Of course, keeping a consistent sleep schedule is a challenge. And we get it; lack of sleep is worse than when Chipotle runs out of guacamole. It can throw your body out of whack and leave your head feeling fuzzier than three beers into a Friday night. But getting too much sleep can cause the same problems. Luckily, there are heroes which roam the library floors: naps and caffeine.
The power nap is the college student’s little piece of heaven that helps them tear through the day. “’Power naps’ have been shown to benefit functioning,” Henry said. “Naps that last less than 30 minutes, even six to ten minutes, have been shown to reduce tiredness and improve performance and learning with lasting effects.”
But make sure your naps stay short. Sleeping for 20 minutes only to actually wake up three hours later is a day breaker. It’ll throw your sleeping schedule off-balance, and leave you more disoriented than a freshman walking into the wrong history class.
So what about caffeine? It’s the key ingredient to many students’ success; it’ll give you the energy you need to finish that 10-page paper; and those 100-page biology readings become a breeze. Better yet, you can flavor your caffeinated beverages to your liking. Mochas, vanilla lattes, green teas and Frappuccinos are just the beginning.
But caffeine can work against you. “If I drink too much coffee past 10 or 11 p.m.,” said Ohio University junior Jenna Weingold, “I won’t be able to fall asleep at my right time.” Great, your internal alarm clock is off once again. Could it get any worse?
“Too much coffee leads to me having no appetite,” said Ohio University junior Michaela Litton. “I may only eat one meal a day after two or more cups.” So not only can you mess with your sleeping cycle, but also over-consumption of caffeine means it’ll be tough for you to eat. And let’s face it; we need the energy to survive our weekdays, especially the ones that feel like they last 26 hours.

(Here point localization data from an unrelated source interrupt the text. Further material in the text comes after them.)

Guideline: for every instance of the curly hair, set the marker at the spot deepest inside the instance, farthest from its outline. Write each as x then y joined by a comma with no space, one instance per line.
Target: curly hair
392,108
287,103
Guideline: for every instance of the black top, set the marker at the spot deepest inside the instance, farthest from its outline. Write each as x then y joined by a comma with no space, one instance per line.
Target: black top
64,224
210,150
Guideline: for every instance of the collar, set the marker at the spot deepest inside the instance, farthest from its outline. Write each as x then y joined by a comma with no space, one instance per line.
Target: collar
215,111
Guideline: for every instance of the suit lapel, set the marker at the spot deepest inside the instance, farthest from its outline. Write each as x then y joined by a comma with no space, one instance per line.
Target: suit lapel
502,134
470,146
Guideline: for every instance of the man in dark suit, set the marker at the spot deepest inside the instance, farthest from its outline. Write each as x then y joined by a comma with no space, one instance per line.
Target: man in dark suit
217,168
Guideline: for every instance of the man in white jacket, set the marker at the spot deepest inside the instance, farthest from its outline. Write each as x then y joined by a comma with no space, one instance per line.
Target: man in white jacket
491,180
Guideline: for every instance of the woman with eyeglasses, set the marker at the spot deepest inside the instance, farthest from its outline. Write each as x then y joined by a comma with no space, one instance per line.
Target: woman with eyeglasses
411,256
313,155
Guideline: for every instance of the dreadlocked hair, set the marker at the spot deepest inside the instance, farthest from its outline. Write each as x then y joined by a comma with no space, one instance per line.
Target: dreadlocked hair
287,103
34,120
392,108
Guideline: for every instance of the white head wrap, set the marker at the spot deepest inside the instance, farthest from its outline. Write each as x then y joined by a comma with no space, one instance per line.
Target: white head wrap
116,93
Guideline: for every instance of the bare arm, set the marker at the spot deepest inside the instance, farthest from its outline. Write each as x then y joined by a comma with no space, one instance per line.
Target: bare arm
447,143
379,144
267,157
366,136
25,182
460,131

So caffeine jitters your mind, and the long naps leave you groggy beyond belief. Nothing seems to keep you up past that 2 a.m. wall. The best course of action for when you really need to pull an all-nighter? Find an activity that’ll keep you going. “If I’m super exhausted, then I’ll get up and walk around every 15 to 20 minutes to keep myself awake,” Weingold said.
“Sleep requirement can vary drastically from one person to another,” Henry said. “When it comes down to it, just listen to your body.” So if you only need six hours of sleep per night, go for it. Ten or more? Be my guest. Grab a blanket and nap at the library; drink a few cups of coffee; just figure out the best time for you to sleep and reap the benefits.